An AI-powered SRE assistant that investigates incidents, executes runbooks, and manages cloud infrastructure using a research-first, hypothesis-driven methodology.
| Source | Contribution |
|---|---|
| Dexter | Research-first architecture, scratchpad audit trail, skills, graceful limits |
| Bits AI (Datadog) | Hypothesis branching, causal focus, evidence-based pruning |
| Organizational Knowledge | Runbooks, post-mortems, architecture docs, service ownership |
Incident Alert (PagerDuty/OpsGenie)
↓
Initial Context Gathering
├─ Alert metadata
├─ Recent deployments
├─ Service dependencies
└─ Retrieved organizational knowledge
↓
Hypothesis Formation (3-5 initial hypotheses)
↓
Parallel Hypothesis Testing (targeted queries only)
↓
Branch (strong evidence) / Prune (no evidence)
↓
Recursive Investigation (max depth: 4)
↓
Root Cause Identification + Confidence Score
↓
Remediation (with approval for mutations)
↓
Scratchpad: Full Audit Trail
- Initialize project structure
- Create PLAN.md
- Set up TypeScript + Bun configuration
- Set up ESLint + Prettier
- Create base directory structure
- Add core dependencies (Anthropic SDK, AWS SDK, etc.)

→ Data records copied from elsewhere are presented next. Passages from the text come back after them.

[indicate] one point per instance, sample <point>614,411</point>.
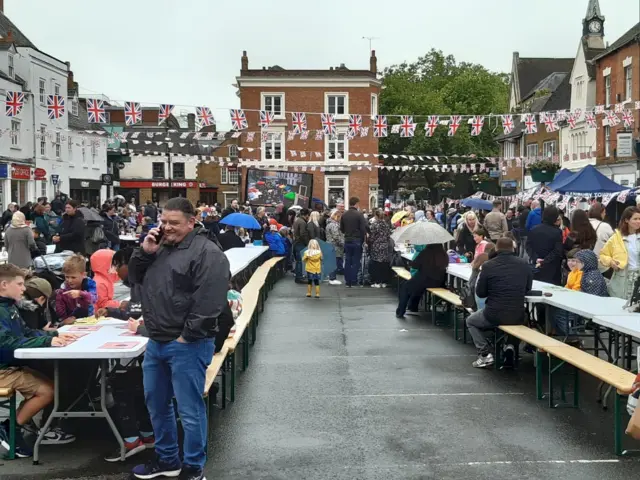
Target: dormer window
<point>74,106</point>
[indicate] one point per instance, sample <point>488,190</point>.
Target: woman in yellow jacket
<point>622,254</point>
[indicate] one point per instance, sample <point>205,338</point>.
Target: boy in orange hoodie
<point>101,264</point>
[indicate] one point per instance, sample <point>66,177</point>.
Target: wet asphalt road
<point>338,388</point>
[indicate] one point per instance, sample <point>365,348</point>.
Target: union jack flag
<point>328,123</point>
<point>164,113</point>
<point>477,122</point>
<point>205,117</point>
<point>55,106</point>
<point>299,122</point>
<point>407,127</point>
<point>266,118</point>
<point>95,111</point>
<point>530,124</point>
<point>454,123</point>
<point>380,126</point>
<point>238,119</point>
<point>132,113</point>
<point>507,124</point>
<point>355,124</point>
<point>431,125</point>
<point>14,103</point>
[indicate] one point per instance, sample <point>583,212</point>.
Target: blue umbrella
<point>328,258</point>
<point>241,220</point>
<point>477,203</point>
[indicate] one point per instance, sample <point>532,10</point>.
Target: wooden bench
<point>620,379</point>
<point>215,368</point>
<point>10,402</point>
<point>440,295</point>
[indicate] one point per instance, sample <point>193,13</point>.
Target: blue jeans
<point>297,255</point>
<point>178,369</point>
<point>339,267</point>
<point>352,259</point>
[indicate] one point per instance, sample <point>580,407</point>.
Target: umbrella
<point>241,220</point>
<point>90,215</point>
<point>477,203</point>
<point>399,216</point>
<point>422,233</point>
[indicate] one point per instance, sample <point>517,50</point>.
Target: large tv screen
<point>270,187</point>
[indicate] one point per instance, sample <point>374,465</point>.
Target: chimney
<point>244,61</point>
<point>191,122</point>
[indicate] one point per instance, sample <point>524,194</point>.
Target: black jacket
<point>353,225</point>
<point>72,232</point>
<point>545,242</point>
<point>229,240</point>
<point>504,281</point>
<point>184,288</point>
<point>111,229</point>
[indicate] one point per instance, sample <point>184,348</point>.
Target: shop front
<point>159,191</point>
<point>87,192</point>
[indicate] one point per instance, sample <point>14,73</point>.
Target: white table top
<point>627,323</point>
<point>240,258</point>
<point>89,346</point>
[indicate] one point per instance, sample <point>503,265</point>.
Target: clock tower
<point>593,26</point>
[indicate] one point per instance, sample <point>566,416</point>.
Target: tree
<point>436,85</point>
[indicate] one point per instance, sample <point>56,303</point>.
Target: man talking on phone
<point>184,278</point>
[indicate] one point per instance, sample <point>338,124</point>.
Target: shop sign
<point>20,172</point>
<point>40,174</point>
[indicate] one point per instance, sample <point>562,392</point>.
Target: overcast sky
<point>188,52</point>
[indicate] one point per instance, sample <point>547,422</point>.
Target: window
<point>178,171</point>
<point>58,144</point>
<point>233,151</point>
<point>337,147</point>
<point>274,102</point>
<point>374,104</point>
<point>229,175</point>
<point>337,103</point>
<point>41,91</point>
<point>157,170</point>
<point>94,150</point>
<point>273,148</point>
<point>628,84</point>
<point>43,140</point>
<point>549,149</point>
<point>509,150</point>
<point>15,133</point>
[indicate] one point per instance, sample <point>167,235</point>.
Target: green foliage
<point>436,84</point>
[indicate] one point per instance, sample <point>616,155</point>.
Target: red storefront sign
<point>40,174</point>
<point>157,184</point>
<point>20,172</point>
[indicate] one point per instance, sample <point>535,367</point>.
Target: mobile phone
<point>160,234</point>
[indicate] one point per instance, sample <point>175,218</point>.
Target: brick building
<point>336,90</point>
<point>618,81</point>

- Implement base Agent class (
src/agent/agent.ts)- Async generator pattern for event streaming
- Iteration loop with max iterations
- Tool execution pipeline
- Implement Scratchpad (
src/agent/scratchpad.ts)- JSONL persistence
- Tool call tracking
- Graceful limits (warn, don't block)
- Similar query detection
- Implement prompt builder (
src/agent/prompts.ts)- System prompt with tool descriptions
- Iteration prompt with accumulated results
- Final answer prompt
- Implement event types (
src/agent/types.ts)- ThinkingEvent, ToolStartEvent, ToolEndEvent, etc.
- Investigation-specific events
- Implement Hypothesis tree (
src/agent/hypothesis.ts)- Hypothesis interface (id, statement, evidence, children)
- InvestigationTree class
- Branch and prune operations
- Tree serialization for scratchpad
- Implement confidence scoring (
src/agent/confidence.ts)- Evidence strength classification (strong/weak/none)
- Multi-factor confidence calculation
- Temporal correlation detection
- Implement causal query builder (
src/agent/causal-query.ts)- Hypothesis-targeted query generation
- Anti-pattern detection (prevent broad data gathering)
- Query prioritization by hypothesis confidence
- Query refinement suggestions
- Implement AWS client wrapper (
src/providers/aws/client.ts)- Credential management (assume-role, profiles)
- Region handling (multi-region support)
- Multi-account support
- Dynamic AWS Service System (
src/providers/aws/services.ts,executor.ts)- Declarative service definitions for 40+ AWS services
- Dynamic SDK client loading (lazy imports)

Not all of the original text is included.